A Network Analysis of Hashtags in Tweets Containing ‘Ted Cruz’

For the network analysis praxis assignment, I looked at what hashtags appear in tweets that contain “Ted Cruz” or “#tedcruz” during an 18-minute time frame. I used the Twitter Streaming Importer plugin in Gephi (video tutorial), which collects tweets according to set criteria and presents a network visualization of the results. Seeing as the Texas Senate race is one of the most visible in the midterm elections – and because the senator draws polarizing opinions – I was curious to see whether there would be a disparity in the kind of hashtags associated with Cruz tweets. I went with the short period of time so that the visualization would not get too crowded, and because the incoming data was becoming a bit much for my computer.

A few questions going into the assignment:

  1. Easiest one: Which hashtags appear the most?
  2. Will one side of the political spectrum tend to use certain hashtags (that don’t clearly indicate preference) over the other side?
  3. Will there be more hashtags from presumed Democrats or Republicans? That is, based on hashtags that clearly show political preference.
  4. Are any [hashtagged] figures frequently mentioned in “Ted Cruz tweets,” such as Trump or opponent Beto O’Rourke?

Hashtags resulting from an 18-minute search of tweets containing “Ted Cruz” or “#tedcruz.” The darker-colored nodes contain the hashtags that appeared the most frequently, and are connected to the nodes with hashtags that also appeared in the same tweets.

It took a very long time to figure out how to establish this kind of visual hierarchy through color and size but I was amazed at how Gephi could map out what looked like a mishmash of hashtags, collected through the plugin, into something observable.

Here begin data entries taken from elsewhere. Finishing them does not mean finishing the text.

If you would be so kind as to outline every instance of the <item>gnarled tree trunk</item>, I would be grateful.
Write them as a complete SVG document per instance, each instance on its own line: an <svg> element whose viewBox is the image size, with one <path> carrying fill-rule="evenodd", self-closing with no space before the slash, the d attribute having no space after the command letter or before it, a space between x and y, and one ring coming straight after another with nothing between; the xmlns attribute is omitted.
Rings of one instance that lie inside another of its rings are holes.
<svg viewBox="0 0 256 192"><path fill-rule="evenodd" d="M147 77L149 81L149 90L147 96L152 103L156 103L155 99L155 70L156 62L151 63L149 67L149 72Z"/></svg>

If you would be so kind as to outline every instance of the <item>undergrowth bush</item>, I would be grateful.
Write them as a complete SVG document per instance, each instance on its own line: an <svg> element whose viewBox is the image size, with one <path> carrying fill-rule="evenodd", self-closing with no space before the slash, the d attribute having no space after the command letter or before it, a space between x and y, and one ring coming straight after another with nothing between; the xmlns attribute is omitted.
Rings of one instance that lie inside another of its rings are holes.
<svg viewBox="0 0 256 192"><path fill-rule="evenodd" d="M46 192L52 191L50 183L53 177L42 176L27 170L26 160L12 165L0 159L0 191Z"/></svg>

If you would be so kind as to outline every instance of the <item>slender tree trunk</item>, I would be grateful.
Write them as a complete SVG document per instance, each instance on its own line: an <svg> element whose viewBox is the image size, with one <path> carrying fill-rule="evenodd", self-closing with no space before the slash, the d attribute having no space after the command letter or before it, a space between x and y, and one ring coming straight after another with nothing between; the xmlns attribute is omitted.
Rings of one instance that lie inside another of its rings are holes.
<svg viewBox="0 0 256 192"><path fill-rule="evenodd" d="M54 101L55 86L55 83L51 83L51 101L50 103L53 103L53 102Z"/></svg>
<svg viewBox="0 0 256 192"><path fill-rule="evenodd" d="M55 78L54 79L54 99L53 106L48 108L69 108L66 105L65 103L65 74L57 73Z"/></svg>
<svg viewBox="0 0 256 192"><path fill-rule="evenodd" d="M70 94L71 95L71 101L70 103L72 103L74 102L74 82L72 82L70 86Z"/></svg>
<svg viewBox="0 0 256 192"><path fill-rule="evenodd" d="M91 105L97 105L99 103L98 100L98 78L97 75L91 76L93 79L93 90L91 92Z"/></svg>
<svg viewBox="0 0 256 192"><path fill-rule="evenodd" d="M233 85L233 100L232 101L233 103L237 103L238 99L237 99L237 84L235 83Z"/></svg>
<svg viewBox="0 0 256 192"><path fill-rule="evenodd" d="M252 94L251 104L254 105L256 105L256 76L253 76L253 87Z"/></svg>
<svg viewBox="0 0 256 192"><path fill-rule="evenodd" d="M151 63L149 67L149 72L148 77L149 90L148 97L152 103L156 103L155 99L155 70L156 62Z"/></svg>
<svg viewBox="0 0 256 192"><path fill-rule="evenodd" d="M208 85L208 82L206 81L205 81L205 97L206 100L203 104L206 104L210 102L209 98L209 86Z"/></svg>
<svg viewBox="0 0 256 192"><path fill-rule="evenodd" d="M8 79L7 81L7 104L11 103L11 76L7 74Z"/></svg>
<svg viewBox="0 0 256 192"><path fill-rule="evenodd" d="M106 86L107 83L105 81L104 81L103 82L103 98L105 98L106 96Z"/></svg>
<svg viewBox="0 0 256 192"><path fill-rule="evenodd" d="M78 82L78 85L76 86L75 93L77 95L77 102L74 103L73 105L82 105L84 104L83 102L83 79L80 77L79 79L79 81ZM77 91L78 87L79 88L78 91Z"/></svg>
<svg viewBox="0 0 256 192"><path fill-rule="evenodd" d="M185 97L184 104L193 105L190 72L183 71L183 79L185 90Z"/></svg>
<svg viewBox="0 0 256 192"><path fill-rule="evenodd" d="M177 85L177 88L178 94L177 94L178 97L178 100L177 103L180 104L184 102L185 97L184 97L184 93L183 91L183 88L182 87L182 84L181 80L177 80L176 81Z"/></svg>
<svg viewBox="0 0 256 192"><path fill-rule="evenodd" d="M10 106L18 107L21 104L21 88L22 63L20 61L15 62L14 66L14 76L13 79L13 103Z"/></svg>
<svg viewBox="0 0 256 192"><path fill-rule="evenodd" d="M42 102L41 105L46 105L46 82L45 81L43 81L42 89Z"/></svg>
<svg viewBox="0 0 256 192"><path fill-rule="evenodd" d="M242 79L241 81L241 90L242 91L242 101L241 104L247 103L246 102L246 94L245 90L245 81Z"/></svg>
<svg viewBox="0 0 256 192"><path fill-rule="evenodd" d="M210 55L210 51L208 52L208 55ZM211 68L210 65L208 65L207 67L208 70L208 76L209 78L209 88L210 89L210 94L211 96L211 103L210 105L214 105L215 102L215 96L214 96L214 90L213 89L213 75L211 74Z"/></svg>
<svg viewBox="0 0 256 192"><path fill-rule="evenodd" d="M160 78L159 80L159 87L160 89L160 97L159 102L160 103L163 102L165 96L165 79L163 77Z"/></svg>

I highlighted in blue and red (not through Gephi) what appeared to be hashtags coming from Democrats and Republicans, with the rest possibly going either way.

 

 

 

 

Some casual observations:

  • The most prominent hashtag “on the right” is #maga, which is tweeted alongside references to Trump (#trump, #trumprally), nationalism (#trueamerican, #cruzcaresaboutamerica) and the caravan (#stopthecaravan, #stoptheinvasion).
  • Meanwhile, uses of “vote” (#voteblue, #votedemocrat, #voteforamerica) dominate “on the left” side with numerous mentions of O’Rourke.
  • Trump hashtags appear less than I thought they would on the left side.
  • While Texas is certainly mentioned numerous times, the country as a whole is well represented on both sides, perhaps more so than usual given the current political atmosphere.
  • It seems there are a bit more Democratic-leaning hashtags in this pool, though it is certainly not an indication of how many tweets the two candidates in this particular race are generating – only of tweets that include Cruz’s full name.

Limitations, questions and possibilities
In addition to the brief period of time from which the tweets were drawn, the sample of “Ted Cruz” tweets is also limited in terms of the sample of Twitter users – specifically, those who use hashtags, and of course those who mentioned Cruz. And there’s always the question of who or what is generating the tweets, and how this can determine the usefulness of the data.

I applied the timeline feature, which Micki showed in her presentation, to see the growth of the number of nodes (though it was slightly more satisfying to actually see the feature itself working). With more tweets and a longer time frame, it would be interesting to see if there are any patterns based on time of day, clumps of hashtags appearing at once (i.e. ample use in a single tweet), the increased variety of hashtags, etc.

The plugin also has the option of pulling only usernames or emojis which for this “experiement” seemed more difficult to discern patterns, or pulling everything (hashtags, handles, tweets) which when laid out on the visualization was a bit of a mess and seemed to require beyond-beginner skills to clean up. For my attempt at using Gephi, going the hashtag route seemed the easiest to manage while still producing something that could be examined.

From what I could see, using the hashtag option only returned hashtags and timestamps. Through the latter you can tell which hashtags likely appeared in the same tweet and I believe it’s visualized through the ones that appear to be grouped together. The other options in the plugin for pulling information produced more data – that helped in tracing back to the original tweets – so would provide other kinds of opportunities for analysis, as would the statistical algorithms included in Gephi.